/i/Hikaye

Herkesin bir hikayesi var, ya senin hikayen nedir?
    başlık yok! burası bom boş!
  1. 426.
    0
    Yerimi alam
    ···
  2. 427.
    0
    Rezervasyon
    ···
  3. 428.
    0
    Reis parca parca atcan galiba ben en iyisi haftada bi ugriyim buralara :d
    ···
  4. 429.
    0
    Yaz bin hadi
    ···
  5. 430.
    0
    ayraç 45
    ···
  6. 431.
    0
    Hadi mq
    ···
  7. 432.
    0
    Yazma artık gibtir git yazmanı isteyen yok
    ···
  8. 433.
    +6 -1
    herkese selam beyler, umarım keyifler yerindedir. benim yerinde değil ne yazık ki bi kaç gündür

    yurtdışındaki amcam vefat etti. defin işlemleriyle uğraşmak yordu biraz. cenazeyi türkiye'ye getir, işlemleri sağla, defnet falan derken uzun zaman geçti. haliyle sözlüğe girme fırsatım da olmadı.
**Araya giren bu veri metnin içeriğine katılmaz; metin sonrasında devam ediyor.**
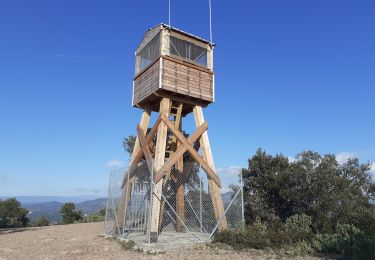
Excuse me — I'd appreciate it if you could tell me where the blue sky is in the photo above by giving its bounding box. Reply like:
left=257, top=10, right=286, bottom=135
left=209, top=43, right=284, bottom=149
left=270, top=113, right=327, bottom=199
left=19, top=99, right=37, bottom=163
left=0, top=0, right=375, bottom=195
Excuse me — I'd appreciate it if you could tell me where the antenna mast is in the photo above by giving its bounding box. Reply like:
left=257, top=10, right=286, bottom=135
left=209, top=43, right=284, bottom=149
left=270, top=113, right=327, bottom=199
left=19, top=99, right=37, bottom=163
left=208, top=0, right=212, bottom=44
    Bu süreçte hikayede çok açık vermiş olduğumu farkettim, öncelikle takip eden ve bekleyen herkesten binlerce kez özür diliyorum. Ama hikayeyi bıraktığımı ya da yarım kaldığını düşünmeyin sakın. Böylesine ibret dolu bi hikaye varken ve yazmaktan böylesine keyif alırken bırakmak gibi bir niyetim yok. Yalnızca bi ara vermek gibi oldu, tekrardan özür diliyorum.
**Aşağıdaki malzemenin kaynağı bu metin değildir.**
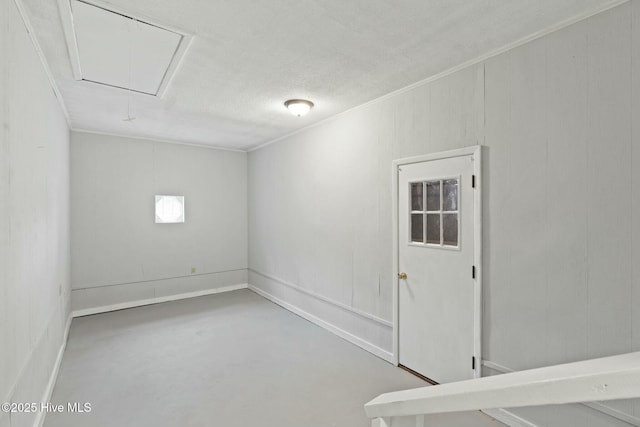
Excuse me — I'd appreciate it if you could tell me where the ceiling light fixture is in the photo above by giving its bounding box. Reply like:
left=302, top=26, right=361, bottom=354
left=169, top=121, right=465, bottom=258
left=284, top=99, right=313, bottom=117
    Bugün biraz vaktim var, bunuda hikayeye yazarak değerlendirmek istiyorum. Okuyacak, takip edecek olan varsa şimdiden teşekkür ederim herkese...
    ···
  9. 434.
    +8
    Büşra'yla olan ilk adım atılmış, güzel (sayılabilecek) bi diyalog yaşanmıştı bile. Hele ki sınıftan çıkarken attığı bakış pek çok şeyi açıklar ya da tahmin edilebilmesini sağlar nitelikteydi zaten. Tüm bunların ardından keyfim biraz daha yerine gelmiş Sakarya'da yaşadığım şu kötü olayları göz ardı etmemi sağlamıştı. Derslerim yerindeydi, dostluklarım yerindeydi, ailemle uzak kalmış olmama rağmen onlarla da aram fazlasıyla yerindeydi. Ama son zamanlarda okula ve gönül işlerine ağırlık verdiğimden arkadaşlarımı biraz boşlamış gibi olmuştum. Yurda geçtiğimde biraz daha etrafa vakit ayırmam, diyaloğa girmem gerekliydi. Hayır, bi kızı hayatıma katınca dostlarını satan bi huur çocuğu değilim elbette. Ama birazcık öyle oldu son zamanlarda. Bu arada yurtta da yaşanan gelişmeler var, birazda onlardan bahsedeyim.

    -Furkan'la zaten can ciğer olduk, onu es geçiyorum. Bu arada kızla alakalı gelişmeler var mı derseniz ? evet var. Adının "Sevgi" olduğunu öğrendik, ama ne yazık ki o kadar. Sonrasında forsquare'dır Instagram'dır falan filan etrafta aradık ettik falan ama hala bişeyler elde edemedik. Şu yanındaki şişman bi türlü gitmiyo ki yanından kızı bi yerlerde yakalayıp bi şekilde konuşabilelim. Zamanla buluruz heralde, buluruz dimi ?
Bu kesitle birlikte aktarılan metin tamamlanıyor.